First you must verify a message’s ___, then you can verify its ___.
Integrity, authenticity
What is message integrety?
It means we can tell if a message has been changed.
What does encryption primarily provide in communication?
Confidentiality.
What two things must Bob verify to authenticate a message from Alice?
1. The message originated from Alice.
2. The message wasn't changed in transit.
What is the purpose of a Message Authentication Code (MAC)?
To ensure message integrity and authentication using a shared secret key.
What is a challenge in using MACs?
Distributing the shared secret key securely.
What is a digital signature?
A cryptographic method to prove the origin and integrity of a digital message.
What two key properties must digital signatures have?
Verifiability and nonforgeability.
What type of cryptography is used in digital signatures?
Public-key cryptography.
Key difference between MACs and Digital Signatures?
MACs use shared secrets and hash functions; digital signatures use public/private key pairs and encryption.
Which is lighter: MAC or Digital Signature?
MAC, because it doesn't involve public-key encryption.
What is the purpose of public key certification?
To certify that a public key belongs to a specific entity, ensuring trust in secure communications.
Why is public key verification important in public key cryptography?
Because it prevents attackers from impersonating others by submitting their own public key as someone else's.
What is a Certification Authority (CA)?
A trusted entity that verifies identities and issues certificates binding public keys to those identities.
What type of encryption is typically used to encrypt the actual message in secure email?
Symmetric key encryption, because public key encryption is not efficient for encrypting large amounts of email data.
How is the symmetric key shared securely with the email receiver?
It is encrypted using the receiver's public key.
How can a sender ensure the integrity of the message and authenticate themself to the receiver in a secure email?
By hashing the message and encrypting the hash using their own private key.
What encryption method is used to securely deliver the symmetric key?
Public key encryption using the recipient's public key.
How is confidentiality, authentication, and integrity combined in secure e-mail?
Sign the hash of the message, encrypt it using symmetric encryption, and send the symmetric key encrypted with the receiver's public key.
What is a challenge in secure e-mail regarding public key use?
Securely distributing public keys and ensuring their authenticity.
What is TLS and what layer does it secure?
TLS (Transport Layer Security) is a widely used protocol that secures communication at the transport layer.
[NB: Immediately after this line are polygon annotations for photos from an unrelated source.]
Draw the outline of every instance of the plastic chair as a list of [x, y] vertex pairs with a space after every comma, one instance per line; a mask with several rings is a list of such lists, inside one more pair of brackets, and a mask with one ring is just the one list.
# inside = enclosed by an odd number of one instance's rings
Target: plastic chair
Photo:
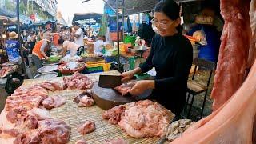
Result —
[[[187, 95], [187, 98], [186, 98], [186, 108], [187, 107], [187, 105], [190, 105], [189, 111], [187, 113], [187, 118], [189, 118], [190, 115], [194, 96], [196, 96], [201, 93], [205, 92], [203, 103], [202, 103], [202, 106], [201, 113], [200, 113], [200, 117], [202, 118], [202, 114], [203, 114], [203, 110], [204, 110], [204, 107], [206, 105], [207, 92], [209, 90], [209, 85], [210, 82], [212, 74], [216, 69], [216, 64], [213, 62], [202, 59], [202, 58], [196, 58], [194, 59], [193, 64], [194, 64], [195, 66], [194, 66], [194, 70], [193, 73], [192, 79], [189, 80], [187, 82], [187, 94], [188, 94], [188, 95]], [[207, 81], [206, 86], [202, 85], [202, 84], [194, 81], [194, 77], [195, 77], [195, 74], [197, 72], [198, 66], [199, 66], [200, 68], [202, 68], [205, 70], [210, 71], [210, 74], [208, 77], [208, 81]], [[190, 95], [192, 95], [192, 99], [191, 99], [191, 102], [189, 104], [188, 102], [189, 102]]]

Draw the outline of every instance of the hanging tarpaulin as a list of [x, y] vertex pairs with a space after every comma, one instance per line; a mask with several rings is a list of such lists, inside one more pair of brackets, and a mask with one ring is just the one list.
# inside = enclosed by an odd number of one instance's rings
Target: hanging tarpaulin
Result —
[[133, 32], [138, 31], [135, 20], [134, 20], [134, 22], [133, 22], [133, 29], [132, 30], [133, 30]]
[[106, 35], [106, 28], [107, 28], [107, 15], [106, 14], [104, 14], [102, 15], [102, 24], [101, 24], [101, 27], [99, 30], [99, 33], [98, 35]]
[[129, 18], [129, 17], [127, 18], [127, 32], [128, 33], [131, 33], [133, 30], [133, 28], [131, 26], [131, 22], [130, 22], [130, 20]]

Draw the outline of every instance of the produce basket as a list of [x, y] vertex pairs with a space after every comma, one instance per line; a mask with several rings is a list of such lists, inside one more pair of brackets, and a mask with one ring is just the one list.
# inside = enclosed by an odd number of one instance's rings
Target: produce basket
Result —
[[78, 72], [81, 72], [82, 71], [86, 65], [84, 62], [78, 62], [78, 63], [80, 63], [82, 65], [82, 66], [77, 68], [77, 69], [73, 69], [73, 70], [66, 70], [66, 69], [63, 69], [63, 66], [66, 65], [66, 63], [63, 63], [60, 66], [58, 66], [58, 70], [62, 74], [72, 74], [74, 72], [78, 71]]

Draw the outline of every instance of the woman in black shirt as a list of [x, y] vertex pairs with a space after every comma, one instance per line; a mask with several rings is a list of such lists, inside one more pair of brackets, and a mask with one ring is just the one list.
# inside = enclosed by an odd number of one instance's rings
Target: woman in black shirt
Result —
[[154, 8], [153, 26], [158, 33], [151, 43], [150, 54], [140, 67], [122, 74], [123, 82], [155, 67], [154, 80], [142, 80], [129, 91], [138, 95], [154, 89], [153, 98], [179, 118], [186, 102], [186, 82], [193, 61], [190, 41], [181, 34], [179, 6], [173, 0], [159, 2]]

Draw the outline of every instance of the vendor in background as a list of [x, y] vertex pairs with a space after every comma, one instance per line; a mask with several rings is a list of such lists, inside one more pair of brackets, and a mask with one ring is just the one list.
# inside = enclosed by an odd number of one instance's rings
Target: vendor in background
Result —
[[102, 52], [102, 46], [106, 45], [106, 37], [103, 36], [98, 36], [97, 41], [94, 42], [94, 54], [101, 54]]
[[204, 39], [205, 41], [205, 44], [201, 44], [198, 46], [200, 50], [198, 58], [217, 62], [218, 49], [221, 43], [221, 33], [218, 31], [218, 29], [222, 30], [223, 23], [222, 23], [222, 21], [216, 16], [214, 9], [211, 7], [210, 4], [206, 4], [198, 16], [210, 17], [214, 19], [214, 23], [200, 24], [200, 22], [196, 22], [198, 24], [190, 28], [188, 34], [199, 38], [200, 39]]
[[41, 41], [42, 39], [43, 39], [43, 30], [42, 29], [40, 29], [38, 31], [38, 41]]
[[48, 59], [46, 54], [46, 51], [50, 50], [51, 42], [48, 39], [42, 39], [35, 44], [32, 50], [32, 59], [38, 70], [42, 66], [42, 59]]
[[21, 63], [19, 54], [20, 42], [18, 41], [18, 34], [14, 31], [10, 33], [8, 40], [6, 41], [6, 53], [9, 62], [13, 63]]
[[154, 80], [130, 82], [129, 92], [133, 95], [153, 89], [153, 99], [180, 118], [186, 103], [186, 82], [192, 66], [193, 49], [190, 42], [181, 33], [179, 6], [173, 0], [161, 1], [154, 8], [152, 21], [158, 34], [152, 40], [151, 50], [140, 67], [122, 74], [123, 82], [134, 74], [142, 74], [155, 67]]
[[74, 43], [83, 46], [83, 31], [80, 27], [80, 24], [78, 22], [73, 22], [73, 26], [74, 29]]
[[65, 57], [68, 50], [70, 51], [70, 56], [81, 55], [84, 52], [84, 47], [73, 42], [65, 41], [62, 38], [58, 41], [58, 46], [62, 47], [62, 51], [59, 54]]
[[65, 41], [67, 40], [66, 34], [67, 34], [67, 31], [66, 31], [66, 26], [62, 26], [62, 27], [61, 28], [60, 34], [61, 34], [61, 37], [62, 37]]
[[51, 28], [48, 28], [46, 32], [43, 34], [43, 39], [47, 39], [48, 41], [52, 41], [52, 37], [55, 34], [60, 35], [58, 33], [52, 33]]

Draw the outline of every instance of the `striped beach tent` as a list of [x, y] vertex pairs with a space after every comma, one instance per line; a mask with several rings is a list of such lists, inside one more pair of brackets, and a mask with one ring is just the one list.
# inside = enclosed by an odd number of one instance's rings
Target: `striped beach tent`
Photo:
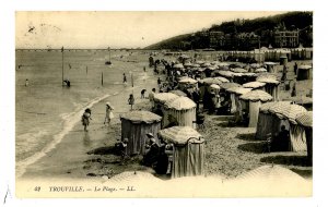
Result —
[[145, 135], [152, 133], [156, 142], [161, 130], [160, 115], [150, 111], [130, 111], [121, 114], [121, 141], [128, 139], [128, 155], [143, 155], [145, 153]]
[[296, 122], [304, 127], [307, 146], [307, 158], [313, 162], [313, 112], [306, 111], [296, 115]]
[[172, 178], [204, 174], [204, 139], [190, 126], [161, 130], [159, 135], [173, 144]]
[[180, 126], [194, 126], [196, 121], [196, 104], [188, 97], [178, 97], [164, 105], [163, 127], [169, 124], [168, 115], [172, 115]]
[[271, 101], [273, 98], [263, 90], [251, 90], [239, 97], [242, 100], [248, 101], [249, 122], [248, 127], [256, 127], [258, 122], [259, 108], [263, 102]]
It replaced SSL.
What three main security services does TLS provide and how?
Confidentiality (symmetric encryption), integrity (cryptographic hashing), and authentication (public key cryptography).
What are the four key components of a secure transport-layer protocol like TLS?
Handshake, key derivation, data transfer, and connection closure.
What types of attacks can target the TCP data stream?
Re-ordering (segments reordered by an attacker), and replay attacks.
How does TLS defend against TCP-level reordering and replay attacks?
By using encrypted sequence numbers and a single use nonce.
What is a truncation attack in TLS?
It's when an attacker forges a TCP connection close segment, making one or both parties believe the communication ended early.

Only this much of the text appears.